By Hugh McIntyre, Contributor
NEWARK, NEW JERSEY - AUGUST 26: Taylor Swift attends the 2019 MTV Video Music Awards at Prudential Center on August 26, 2019 in Newark, New Jersey. (Photo by Dia Dipasupil/Getty Images for MTV) Getty Images for MTV

Last week, Olivia Rodrigo returned to the top spot on the Billboard 200 albums chart with her debut full-length Sour, which bounced back to No. 1 thanks to an especially notable sales frame. The title, which has already earned several turns atop the tally, was a bestseller once again thanks to the fact it was finally released on vinyl after months of the musician promoting the format.

As it reached the Billboard 200's summit once again, Sour made history by racking up the second-most impressive vinyl sales week in U.S. history. That fact may come as something of a surprise to those who aren't closely following the rebirth of the LP, as Rodrigo's fans are largely Gen Z. Until recently, it was assumed that only older audiences purchased vinyl records, but 2021 has shown that nothing is further from the truth.

In just the past few months, the records for the largest vinyl sales weeks in U.S. history have been rewritten over and over, with young superstars proving they can convince their legions of followers to pay a premium to own their latest compositions on wax.

Back in June, Taylor Swift earned the largest sales frame ever for a vinyl album when her full-length Evermore registered a whopping 102,000 copies sold in just seven days, making it the first title to hit a six-digit sum in such a short span of time. Even more impressively, Evermore had already been out for six months and had already ruled the Billboard 200, but months of preorders and a dedicated fan base helped it make history nonetheless.

Just a month ago, Billie Eilish's sophomore album Happier Than Ever debuted at No. 1 on the Billboard 200, thanks in part to the 73,000 vinyl copies that were sold in its debut frame. That stood as the second-largest sales frame in the format's history (at least since MRC Data, formerly Nielsen, began tracking purchases electronically in the '90s) until just last week, when Rodrigo's Sour bested it by 3,000 LPs.

Before 2021 rolled around, the record for the largest vinyl sales week in U.S. history was owned by Jack White's Lazaretto, which moved the benchmark up to 40,000 back in 2014. Before that, Pearl Jam's Vitalogy, released in 1994, held that title, with 34,000 LPs sold in one tracking frame.

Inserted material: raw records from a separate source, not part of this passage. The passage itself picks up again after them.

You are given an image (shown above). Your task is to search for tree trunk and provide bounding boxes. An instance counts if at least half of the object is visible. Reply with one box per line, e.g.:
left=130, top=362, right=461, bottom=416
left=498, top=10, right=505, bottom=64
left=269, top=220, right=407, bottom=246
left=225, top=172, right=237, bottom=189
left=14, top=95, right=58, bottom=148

The market for vinyl albums used to be almost exclusively older men who preferred rock, as is evidenced by the titles that were, for a time, the most successful on the format. Now, things have changed, as women are redefining what rock and pop sound like, and their followers are snapping up everything they release on what was, for a long time, thought to be a dead format.